Our proclivity to measure   Robert Leverett
  May 20, 2005 08:14 PDT 

   I imagine that for some of you, perhaps most, our discussions about
site indexing are of limited interest. As those who have been members of
this list can attest, we periodically get into heavy measuring
discussions and the present is one of those times.

   If our site indexing discussions seem overly focused on tree
measuring as opposed to other forest and tree values and what is clearly
a compulsion for several of us; i.e. to measure, measure, measure, it is
important for everyone to realize that this isn't the whole story. For
Ents such as Will Blozan, Tom Diggins, Dale Luthringer, myself, etc.,
there are important political agendas being served by our intense
concentration on site statistics. It is a way of protecting worthy sites
and Zoar Valley, NY, may be the best example of this.

   Unless we are willing to return to some of our exemplary, but
unprotected, forest sites to find that they have been converted into
stumps, we have to maintain constant vigilance. We must be ever wary of
the forces that would exploit these sites for the timber or high impact
recreation - especially the sites that don't receive protection because
of rare or endangered species.

    But being vigilant or wary isn't enough. We have to persuade the
powers that be that what these sites having going for them is at least
sufficiently rare in terms of the distribution of their large/tall trees
as to warrant special protection and we accomplish this through our
measurements. Measuring is then an indispensable tool for us. It is our
eyes and ears.

    In fact, when investigating a new site, we usually find that we are
the only ones with a valid perspective on where the site fits relative
to others along any number of lines of comparison. For example, here in
Massachusetts, to my knowledge, when we turned our attention onto Mohawk
Trail State Forest, Monroe State Forest, and Mount Tom State
Reservation, ours was the only group that had any sense of what was
represented at these sites and where each fit into the big picture
relative to forest maturity and forest stature.

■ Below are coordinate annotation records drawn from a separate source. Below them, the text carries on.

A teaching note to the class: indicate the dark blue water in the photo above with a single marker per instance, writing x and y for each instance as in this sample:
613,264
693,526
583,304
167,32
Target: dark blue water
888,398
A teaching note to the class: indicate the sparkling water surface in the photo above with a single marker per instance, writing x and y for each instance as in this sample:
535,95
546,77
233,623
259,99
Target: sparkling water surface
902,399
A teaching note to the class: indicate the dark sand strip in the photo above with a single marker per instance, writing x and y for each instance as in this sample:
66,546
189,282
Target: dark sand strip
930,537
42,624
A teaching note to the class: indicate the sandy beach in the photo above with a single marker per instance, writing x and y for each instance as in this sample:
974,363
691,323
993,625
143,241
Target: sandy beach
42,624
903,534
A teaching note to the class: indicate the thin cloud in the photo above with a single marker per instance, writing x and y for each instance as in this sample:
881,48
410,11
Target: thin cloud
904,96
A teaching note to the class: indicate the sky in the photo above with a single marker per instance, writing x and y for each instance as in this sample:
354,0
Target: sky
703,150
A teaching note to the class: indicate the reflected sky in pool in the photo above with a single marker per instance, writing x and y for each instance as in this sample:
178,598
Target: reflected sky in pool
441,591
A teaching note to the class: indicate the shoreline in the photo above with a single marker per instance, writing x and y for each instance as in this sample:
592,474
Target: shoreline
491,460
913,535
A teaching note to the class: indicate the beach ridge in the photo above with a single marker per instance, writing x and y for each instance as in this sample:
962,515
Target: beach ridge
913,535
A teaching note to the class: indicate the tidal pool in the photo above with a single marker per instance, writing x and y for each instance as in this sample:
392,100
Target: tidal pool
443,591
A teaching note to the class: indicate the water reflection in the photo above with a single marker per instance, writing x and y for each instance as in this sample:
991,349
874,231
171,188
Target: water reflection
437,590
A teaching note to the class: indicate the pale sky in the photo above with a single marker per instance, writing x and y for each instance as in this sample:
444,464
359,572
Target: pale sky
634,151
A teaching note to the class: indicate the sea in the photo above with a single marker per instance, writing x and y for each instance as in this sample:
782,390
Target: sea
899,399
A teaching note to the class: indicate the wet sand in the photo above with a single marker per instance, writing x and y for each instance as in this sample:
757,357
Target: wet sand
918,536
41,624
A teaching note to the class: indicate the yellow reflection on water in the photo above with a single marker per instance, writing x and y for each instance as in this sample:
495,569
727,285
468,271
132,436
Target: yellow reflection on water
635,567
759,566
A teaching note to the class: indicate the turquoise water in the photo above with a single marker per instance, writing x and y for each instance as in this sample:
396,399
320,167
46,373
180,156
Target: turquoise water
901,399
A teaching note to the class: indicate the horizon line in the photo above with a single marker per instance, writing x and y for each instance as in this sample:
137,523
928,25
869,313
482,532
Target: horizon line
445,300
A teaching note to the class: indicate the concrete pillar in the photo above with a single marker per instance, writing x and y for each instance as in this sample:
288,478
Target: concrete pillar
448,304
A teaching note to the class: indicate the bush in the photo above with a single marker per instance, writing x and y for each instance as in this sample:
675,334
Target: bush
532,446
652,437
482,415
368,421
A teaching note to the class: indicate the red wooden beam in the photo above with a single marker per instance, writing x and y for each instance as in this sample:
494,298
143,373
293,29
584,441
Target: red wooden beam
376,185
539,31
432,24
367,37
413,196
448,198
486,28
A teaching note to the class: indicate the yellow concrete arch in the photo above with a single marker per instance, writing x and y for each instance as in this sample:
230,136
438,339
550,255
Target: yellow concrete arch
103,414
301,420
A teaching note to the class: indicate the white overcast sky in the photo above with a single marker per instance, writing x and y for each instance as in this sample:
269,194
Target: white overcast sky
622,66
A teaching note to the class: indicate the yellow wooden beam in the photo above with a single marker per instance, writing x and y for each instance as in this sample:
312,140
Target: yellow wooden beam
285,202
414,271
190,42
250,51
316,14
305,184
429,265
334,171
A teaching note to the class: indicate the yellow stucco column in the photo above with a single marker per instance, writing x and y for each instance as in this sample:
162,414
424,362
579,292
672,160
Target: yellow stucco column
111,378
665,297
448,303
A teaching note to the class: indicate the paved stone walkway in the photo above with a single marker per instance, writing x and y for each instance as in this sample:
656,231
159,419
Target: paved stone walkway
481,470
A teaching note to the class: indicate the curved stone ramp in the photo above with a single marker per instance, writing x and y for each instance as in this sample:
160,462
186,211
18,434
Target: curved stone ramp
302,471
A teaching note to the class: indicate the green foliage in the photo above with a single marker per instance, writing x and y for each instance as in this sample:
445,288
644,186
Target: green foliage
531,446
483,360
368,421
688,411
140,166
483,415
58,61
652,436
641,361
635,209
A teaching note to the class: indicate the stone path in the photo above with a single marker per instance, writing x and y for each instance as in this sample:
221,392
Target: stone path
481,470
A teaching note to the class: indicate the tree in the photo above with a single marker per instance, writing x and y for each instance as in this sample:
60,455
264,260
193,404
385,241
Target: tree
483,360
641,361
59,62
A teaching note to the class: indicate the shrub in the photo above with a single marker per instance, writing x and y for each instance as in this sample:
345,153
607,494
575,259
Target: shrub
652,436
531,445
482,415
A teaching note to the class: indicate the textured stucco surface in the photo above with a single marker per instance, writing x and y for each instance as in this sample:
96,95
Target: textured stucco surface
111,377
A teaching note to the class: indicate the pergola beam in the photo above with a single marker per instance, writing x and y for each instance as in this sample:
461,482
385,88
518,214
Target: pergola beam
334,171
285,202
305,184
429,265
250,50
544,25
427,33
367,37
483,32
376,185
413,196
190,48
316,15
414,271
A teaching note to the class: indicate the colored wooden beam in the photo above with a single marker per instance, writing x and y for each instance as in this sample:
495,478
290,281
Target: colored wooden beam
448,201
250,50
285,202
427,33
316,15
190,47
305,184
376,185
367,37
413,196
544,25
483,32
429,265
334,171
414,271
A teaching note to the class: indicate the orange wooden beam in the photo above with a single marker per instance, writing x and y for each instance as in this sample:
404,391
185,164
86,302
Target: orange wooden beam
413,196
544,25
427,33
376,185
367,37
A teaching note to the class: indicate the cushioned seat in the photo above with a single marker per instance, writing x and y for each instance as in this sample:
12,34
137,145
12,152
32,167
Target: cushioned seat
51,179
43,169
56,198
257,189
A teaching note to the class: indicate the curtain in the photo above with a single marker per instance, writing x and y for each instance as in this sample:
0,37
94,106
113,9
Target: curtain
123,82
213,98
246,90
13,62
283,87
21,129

    Since our initial thrusts into significant site documentation that
emphasized locating, measuring, and recording collections of large/tall
trees, we have grown immensely while other tree-interested groups have
basically stood still or not entered the picture. But dominant though we
may be, we can't rest on our laurels. We must constantly move forward
perfecting our craft. It is our dominance in site documentation that
gives us a visibility that can be translated into a voice in what
happens to otherwise unprotected sites. I point this out as especially
relevant to western Massachusetts. Unlike the GSMNP, Congaree Swamp NP,
the Porcupine Mtns State Park, Cook Forest State Park, etc. MTSF and MSF
have not a whet of statutory protection from the chainsaw. The non-old
growth areas don't even have departmental policy protection. While
naturalists have lauded the importance of the lower Dunbar Brook area of
MSF, the rest of Monroe and virtually all of Mohawk has received no
special recognition - except that organizations such as Mass Audubon
have stood behind FMTSF/ENTS.   

   I have absolutely no doubt that it has been the force of our
arguments, our persuasiveness, our ingenuity, and our constant presence
that has kept the chainsaws from entering the highly productive
second-growth areas of MTSF and MSF. In absence of our presence, while
MTSF might not have been totally ravaged by local lumberman, there still
would have been significant timber sales in several accessible areas of
that state forest. There had been such sales in the past.

   A significant part of MTSF will likely be included in a plan to
establish future forest reserves. I speak of the steep slopes within the
Cold River and Deerfield River Gorges, but the accessible second-growth
white pines - the flagships of Massachusetts will likely receive
protection only as a consequence of their exemplary stature as
documented and studied by FMTSF/ENTS.